Re: Testing model assumptions using PROC SURVEYLOGISTIC and SURVEYREG

admendez03 · Posted 10-17-2021 04:05 PM

I know when model building using proc reg or even proc logistic it automatically outputs the assumptions or at least gives you the option to input the code for in the model statement. However, when it comes to proc surveyreg and logistic, it has been hard to test the following assumptions:

Linear: linearity, normality, homoscedasticity

logistic: linearity between independent variables and logit

both: multicollinearity, independence of errors, and influential outliers

I know how to use obtain these model assumptions via normal proc reg/logistic, but since I am taking into account of the complex survey design, how does one test these assumptions? It's been extremely difficult finding this information.

Like in:

proc reg data=x;

model y=z / vif coll tol

run;

I can use this kind of specification in order to test for VIF, tolerance etc.

Thank you!

SteveDenham · Posted 10-18-2021 01:03 PM

Linear: Homogeneity of variance can be done with PROC GLM, through the HOVTEST option to the MEANS statement. Keep in mind Box's comment: To make preliminary tests on variances is rather like putting to sea in a row boat to find out whether conditions are sufficiently calm for an ocean liner to leave port.

Normality of residuals - Visual plots from PROC GLM or REG are best.

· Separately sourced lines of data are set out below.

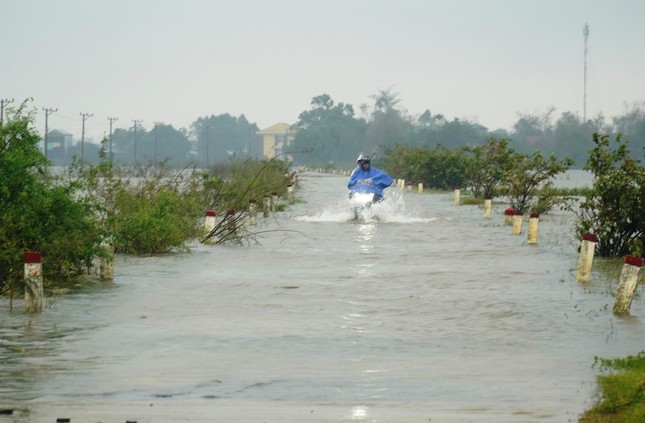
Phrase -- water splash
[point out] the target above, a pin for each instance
(392, 209)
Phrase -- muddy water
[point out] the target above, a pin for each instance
(424, 312)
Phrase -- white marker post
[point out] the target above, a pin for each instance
(290, 193)
(518, 217)
(585, 260)
(627, 285)
(34, 292)
(253, 212)
(534, 220)
(209, 223)
(267, 206)
(456, 194)
(488, 206)
(106, 265)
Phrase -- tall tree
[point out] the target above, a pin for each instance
(330, 131)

PROC UNIVARIATE does provide various tests for deviation of a dataset from normality, but all of them proceed from a null hypothesis of normality, so can only be considered approximate. PROC NPAR1WAY has Kolmogorov-Smirnov goodness of fit testing.

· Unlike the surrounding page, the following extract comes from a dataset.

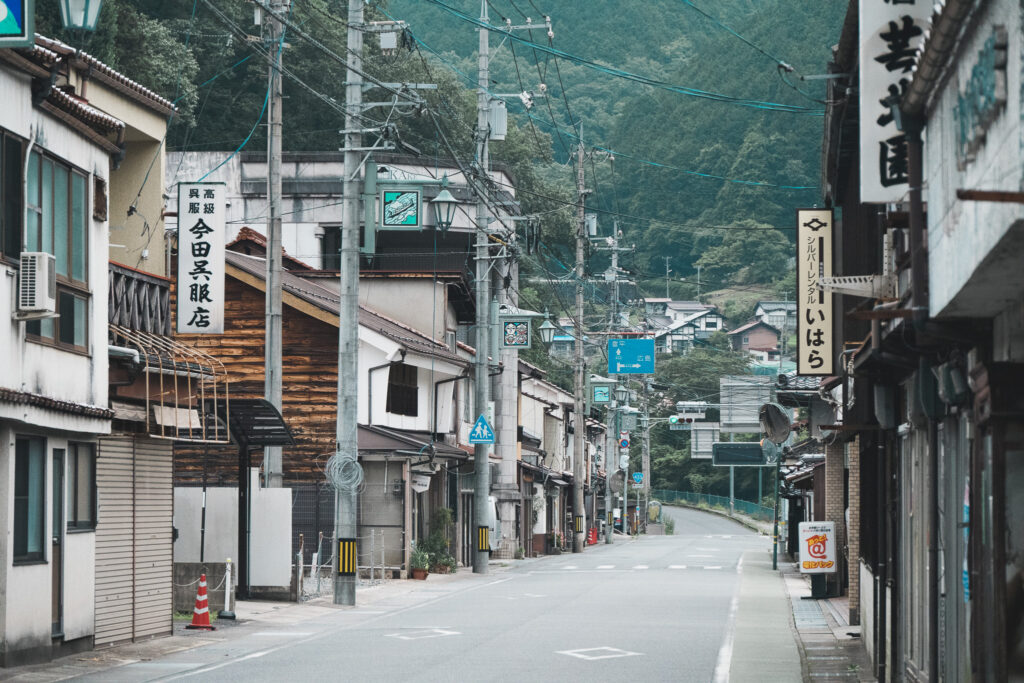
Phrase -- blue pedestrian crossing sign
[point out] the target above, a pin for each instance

Linearity - check the F test for deviation from linearity, if you have replication at points. If it is a fit to a set of non-replicated values, try polynomials. Non-linearity in residual plots from any of the PROC's is another clue.

Logistic: Linearity between IV's and logit transformed response - Again I would look for tests for deviation from linearity. or graphic presentations

Both: Multicollinearity does not depend on the response variable, so PROC REG is a good tool.

Independence of errors - residual plots

Influential outliers - leverage plots

The latter two are harder to come by, but PROC REG and PROC LOGISTIC have plots that fall in this category.

SteveDenham

Zard · Posted 10-18-2021 04:03 PM

The PROC GLM (and PROC REG) approach to inference is model-based. You rely on the appropriateness of the model when evaluating your tests. That reliance includes the model components, the variance specification, and the distributional assumptions of the model. GLM is assuming independent random sampling from a normal distribution, constant residual variance, and an infinite population. The concept of iid errors is inherent to ordinary least squares regression.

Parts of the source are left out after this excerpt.